待雪慕遠掩了門離去,雲容才把腦袋自被褥中探出。一直候在外間的寧蝶見雪慕遠一臉黯然神傷地離去,這才悄悄地溜進屋中:“小姐?”
雲容露着兩隻眼睛,望着寧蝶:“他走了?”
“嗯嗯!”寧蝶點點頭,又看了一眼門外的方向,小聲道:“小姐,那個……您和王爺,又怎麼啦?”雖然清秀的面孔上滿滿的都是擔心,但云容還是看出了寧蝶面上浮着的那一絲名爲“八卦”的神色,登時面上一紅,嗔道:“小丫頭,就你鬼靈精!”

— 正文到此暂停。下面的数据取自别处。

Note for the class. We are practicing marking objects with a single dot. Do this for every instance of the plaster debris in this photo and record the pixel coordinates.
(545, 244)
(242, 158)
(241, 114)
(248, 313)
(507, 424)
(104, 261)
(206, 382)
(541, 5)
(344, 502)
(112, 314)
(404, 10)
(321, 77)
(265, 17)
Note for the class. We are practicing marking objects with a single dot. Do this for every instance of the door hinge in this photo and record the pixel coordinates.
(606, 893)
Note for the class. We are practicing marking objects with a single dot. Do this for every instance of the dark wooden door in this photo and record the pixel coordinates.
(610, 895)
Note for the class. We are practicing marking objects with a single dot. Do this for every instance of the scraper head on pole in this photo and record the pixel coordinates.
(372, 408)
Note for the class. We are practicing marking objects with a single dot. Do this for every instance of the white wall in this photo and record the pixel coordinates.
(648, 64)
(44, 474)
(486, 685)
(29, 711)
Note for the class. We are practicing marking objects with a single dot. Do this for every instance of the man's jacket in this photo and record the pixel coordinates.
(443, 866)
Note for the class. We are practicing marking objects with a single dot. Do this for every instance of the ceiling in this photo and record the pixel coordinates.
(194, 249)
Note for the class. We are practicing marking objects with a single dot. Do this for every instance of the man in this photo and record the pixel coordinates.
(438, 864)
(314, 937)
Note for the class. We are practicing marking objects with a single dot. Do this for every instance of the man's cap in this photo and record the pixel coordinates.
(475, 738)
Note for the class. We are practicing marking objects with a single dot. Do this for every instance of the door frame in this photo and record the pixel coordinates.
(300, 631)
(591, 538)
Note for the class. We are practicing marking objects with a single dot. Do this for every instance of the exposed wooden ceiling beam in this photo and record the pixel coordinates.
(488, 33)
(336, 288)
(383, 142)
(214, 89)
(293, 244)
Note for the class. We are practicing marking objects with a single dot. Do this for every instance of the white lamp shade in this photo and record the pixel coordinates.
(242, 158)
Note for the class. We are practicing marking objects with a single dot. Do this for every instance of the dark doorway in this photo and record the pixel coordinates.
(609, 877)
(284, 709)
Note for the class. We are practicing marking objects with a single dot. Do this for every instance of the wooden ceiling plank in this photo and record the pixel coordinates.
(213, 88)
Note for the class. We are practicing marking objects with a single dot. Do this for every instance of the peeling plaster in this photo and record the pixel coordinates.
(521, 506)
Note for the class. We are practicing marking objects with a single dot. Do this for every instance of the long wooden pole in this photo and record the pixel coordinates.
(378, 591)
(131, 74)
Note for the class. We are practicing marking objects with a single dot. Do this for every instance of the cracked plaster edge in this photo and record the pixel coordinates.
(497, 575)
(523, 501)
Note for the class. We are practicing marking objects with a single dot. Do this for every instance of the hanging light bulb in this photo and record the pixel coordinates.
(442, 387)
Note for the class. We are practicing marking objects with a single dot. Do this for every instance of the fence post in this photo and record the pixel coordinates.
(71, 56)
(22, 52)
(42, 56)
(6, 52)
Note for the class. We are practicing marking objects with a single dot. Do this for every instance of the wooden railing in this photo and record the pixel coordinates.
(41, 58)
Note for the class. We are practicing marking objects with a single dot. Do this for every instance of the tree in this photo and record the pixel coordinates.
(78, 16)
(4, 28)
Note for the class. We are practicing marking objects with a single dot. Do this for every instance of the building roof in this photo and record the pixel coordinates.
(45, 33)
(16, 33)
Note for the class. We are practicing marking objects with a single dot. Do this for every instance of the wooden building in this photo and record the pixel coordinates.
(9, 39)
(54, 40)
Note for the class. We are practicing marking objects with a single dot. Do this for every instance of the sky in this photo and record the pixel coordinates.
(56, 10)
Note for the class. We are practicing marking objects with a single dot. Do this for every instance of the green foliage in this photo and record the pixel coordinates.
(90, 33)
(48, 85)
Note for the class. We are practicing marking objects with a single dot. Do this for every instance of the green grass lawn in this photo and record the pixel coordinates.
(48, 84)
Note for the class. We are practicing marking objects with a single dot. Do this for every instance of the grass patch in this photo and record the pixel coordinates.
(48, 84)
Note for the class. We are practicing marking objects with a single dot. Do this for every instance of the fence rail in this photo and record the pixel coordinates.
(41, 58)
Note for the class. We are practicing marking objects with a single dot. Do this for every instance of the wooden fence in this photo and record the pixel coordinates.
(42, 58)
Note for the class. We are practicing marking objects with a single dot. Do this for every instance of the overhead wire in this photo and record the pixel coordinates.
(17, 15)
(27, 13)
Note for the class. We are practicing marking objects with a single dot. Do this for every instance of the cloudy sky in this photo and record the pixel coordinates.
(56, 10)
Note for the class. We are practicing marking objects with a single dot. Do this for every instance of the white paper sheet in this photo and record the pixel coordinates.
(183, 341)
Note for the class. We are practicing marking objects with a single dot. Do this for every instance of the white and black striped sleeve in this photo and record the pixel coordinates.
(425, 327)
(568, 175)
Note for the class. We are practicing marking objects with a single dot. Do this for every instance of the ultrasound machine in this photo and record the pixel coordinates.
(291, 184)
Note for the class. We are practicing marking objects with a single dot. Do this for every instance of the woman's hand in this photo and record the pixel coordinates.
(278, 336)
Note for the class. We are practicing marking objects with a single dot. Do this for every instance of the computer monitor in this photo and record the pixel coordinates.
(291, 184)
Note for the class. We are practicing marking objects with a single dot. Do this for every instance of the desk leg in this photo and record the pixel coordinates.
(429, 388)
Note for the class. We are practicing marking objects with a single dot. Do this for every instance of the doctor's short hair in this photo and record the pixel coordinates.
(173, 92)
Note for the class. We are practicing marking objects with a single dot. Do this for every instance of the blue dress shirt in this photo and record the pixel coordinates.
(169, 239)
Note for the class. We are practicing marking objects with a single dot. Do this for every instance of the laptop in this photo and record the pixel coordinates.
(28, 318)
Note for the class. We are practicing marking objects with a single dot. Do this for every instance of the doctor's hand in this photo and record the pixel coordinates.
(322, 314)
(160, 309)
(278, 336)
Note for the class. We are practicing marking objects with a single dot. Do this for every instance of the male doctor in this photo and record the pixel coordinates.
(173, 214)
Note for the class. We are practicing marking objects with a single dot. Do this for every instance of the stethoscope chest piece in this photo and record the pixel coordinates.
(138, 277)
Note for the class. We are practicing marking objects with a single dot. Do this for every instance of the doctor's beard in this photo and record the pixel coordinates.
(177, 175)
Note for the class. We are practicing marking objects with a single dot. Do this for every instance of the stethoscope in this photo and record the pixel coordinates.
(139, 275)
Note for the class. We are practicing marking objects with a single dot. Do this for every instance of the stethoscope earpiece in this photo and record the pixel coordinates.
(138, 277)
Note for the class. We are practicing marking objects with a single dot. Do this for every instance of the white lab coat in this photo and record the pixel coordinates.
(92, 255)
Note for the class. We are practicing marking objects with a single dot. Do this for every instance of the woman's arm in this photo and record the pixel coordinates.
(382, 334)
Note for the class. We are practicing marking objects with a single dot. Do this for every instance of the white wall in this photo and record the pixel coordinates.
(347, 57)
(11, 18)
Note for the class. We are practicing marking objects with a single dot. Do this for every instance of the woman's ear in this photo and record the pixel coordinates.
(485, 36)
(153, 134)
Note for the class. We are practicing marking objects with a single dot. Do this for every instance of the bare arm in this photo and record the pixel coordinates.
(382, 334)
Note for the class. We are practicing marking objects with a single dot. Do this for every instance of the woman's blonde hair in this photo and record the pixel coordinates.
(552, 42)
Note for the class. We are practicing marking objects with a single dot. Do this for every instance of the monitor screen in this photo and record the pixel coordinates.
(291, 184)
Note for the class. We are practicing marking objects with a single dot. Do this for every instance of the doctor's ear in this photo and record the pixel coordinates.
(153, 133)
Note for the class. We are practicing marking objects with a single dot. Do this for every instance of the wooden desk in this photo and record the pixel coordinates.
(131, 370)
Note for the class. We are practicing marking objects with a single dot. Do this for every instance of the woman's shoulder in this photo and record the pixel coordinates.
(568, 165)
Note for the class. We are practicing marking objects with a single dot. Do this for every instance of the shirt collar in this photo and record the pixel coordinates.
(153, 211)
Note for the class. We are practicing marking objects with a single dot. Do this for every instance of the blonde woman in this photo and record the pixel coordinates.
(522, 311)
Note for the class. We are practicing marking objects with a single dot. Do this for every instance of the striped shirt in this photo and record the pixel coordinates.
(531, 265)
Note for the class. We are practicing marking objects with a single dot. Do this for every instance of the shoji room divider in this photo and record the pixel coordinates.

寧蝶“嘿嘿”一笑,道:“小姐,您還去不去容園啦?冷大哥還在那等着您呢!而且,您也有好幾日沒去容園看小少爺了……”
雲容頓了一頓,騰地坐起身:“對哦!”她忙掀了被子下了牀榻,“都是雪慕遠,害我都忘了——小蝶,快,去給我找一套男裝來,然後備車,我們去容園!”
“呃,小姐,這不好吧,您剛和王爺吵了架,現在又要去容園見冷大哥,這個……”寧蝶眼光閃閃爍爍地望着她,一臉的“這不好吧”的表情。
雲容翻了個白眼給她,道:“小蝶,怎麼,你家小姐的話你也不聽了?”
寧蝶忙轉身去準備了,嘴裡還唸唸有詞:“嘖嘖,這主子鬧了彆扭,倒黴的可都是我們這些苦命的小丫鬟吶。”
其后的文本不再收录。